Regardless of your life interests – whether music or art, science or literature – it’s important for everyone to have some understanding of maths. Many careers require maths qualifications, and even those that don’t benefit from the maths fundamentals of relating objects, patterns and processes to each other. An understanding of maths is essential in today’s world. It is so much more than simple arithmetic – it provides the basis for reasoning and problem solving, which are critical life skills to learn at a young age.
Maths anxiety is on the rise – what do you think causes it?
Many factors lead to maths anxiety – general insecurity, perceptions of difficulty, actual experiences with difficulty, poor grades, confusing and conflicting teaching methods, and even parental pressure. All of these can lead to low confidence, which exacerbates the problem. If a student hasn’t been taught the foundations properly, or if there are fundamental gaps in understanding for any reason, anxiety is inevitable under test conditions.
How can parents and tutors help children overcome maths anxiety?
First and foremost, it’s essential to ensure the student has a deep understanding of the topics, with complex ideas worked up to from a solid foundation. Another priority is to avoid conflicting teaching methods – although it’s useful for students to be exposed to different ways of solving a problem, there needs to be consistency to avoid causing confusion.
Finally, once the understanding is there, confidence needs to be built. The only way to achieve this is through practice, practice, practice. Through working problems repeatedly, over a long period of time, students become familiar with the many ways that questions can be posed, and confident in their ability to answer them. With deep familiarity with the material, students can confidently tackle questions they have never seen before. Ultimately it’s about enabling the student to solve unfamiliar problems, using familiar tools.
How do you approach your sessions?
I tailor my approach in line with the abilities of each student, and when I am working with them. So throughout the academic year, sessions revolve around helping students understand what is being taught in school, while reinforcing past concepts. Closer to exam season, however, we focus more heavily on fine-tuning for the tests.
I first introduce the topic we are working on, explaining the context and reasons we’re studying it. Perspective helps a student understand why they are doing something, and this can help them adopt a positive outlook to learning. After explaining the topic – usually with an accompanying example – my students will work through many questions to reinforce the learning.

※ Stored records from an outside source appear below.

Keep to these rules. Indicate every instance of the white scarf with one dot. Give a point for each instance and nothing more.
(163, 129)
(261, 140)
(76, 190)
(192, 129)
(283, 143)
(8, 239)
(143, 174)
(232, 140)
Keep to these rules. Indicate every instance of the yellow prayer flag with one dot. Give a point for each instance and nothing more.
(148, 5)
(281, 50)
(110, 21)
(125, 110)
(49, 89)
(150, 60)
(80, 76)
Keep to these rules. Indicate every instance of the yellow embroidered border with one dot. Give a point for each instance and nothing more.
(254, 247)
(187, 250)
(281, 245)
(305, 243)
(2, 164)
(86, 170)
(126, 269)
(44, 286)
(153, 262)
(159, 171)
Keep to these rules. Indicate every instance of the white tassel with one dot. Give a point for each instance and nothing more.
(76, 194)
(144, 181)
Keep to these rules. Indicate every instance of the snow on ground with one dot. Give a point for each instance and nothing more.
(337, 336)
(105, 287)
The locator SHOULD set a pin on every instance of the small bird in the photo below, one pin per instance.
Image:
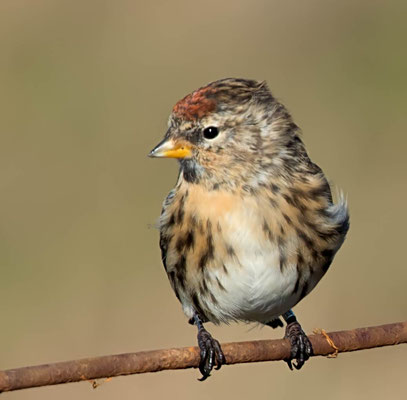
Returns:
(250, 227)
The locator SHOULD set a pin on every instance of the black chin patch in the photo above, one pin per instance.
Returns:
(189, 171)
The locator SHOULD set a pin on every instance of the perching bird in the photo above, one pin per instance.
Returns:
(250, 227)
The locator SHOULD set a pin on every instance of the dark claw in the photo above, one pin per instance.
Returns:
(211, 353)
(301, 347)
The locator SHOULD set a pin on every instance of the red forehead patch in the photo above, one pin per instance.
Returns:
(195, 105)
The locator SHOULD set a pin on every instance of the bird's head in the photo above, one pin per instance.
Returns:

At this time I often switch roles, asking my students to become the tutor and teach me how to work the question. This is extremely useful as it reveals the student’s understanding and also keeps them engaged. I try to spend about one quarter of the class reinforcing topics that have been covered in the past. This repeated practice is essential to stay on top of maths.
Do you have any advice for students that are currently struggling with the subject?
The only way around it is through it. This applies to maths as much as anything else. To improve, students need to continuously practice over time. Use the resources around you (textbooks, past papers, the internet) and work question after question until it is mastered. Commanding and conquering comes from seeing the same type of question posed in many different ways, and this comes from practice, practice, practice.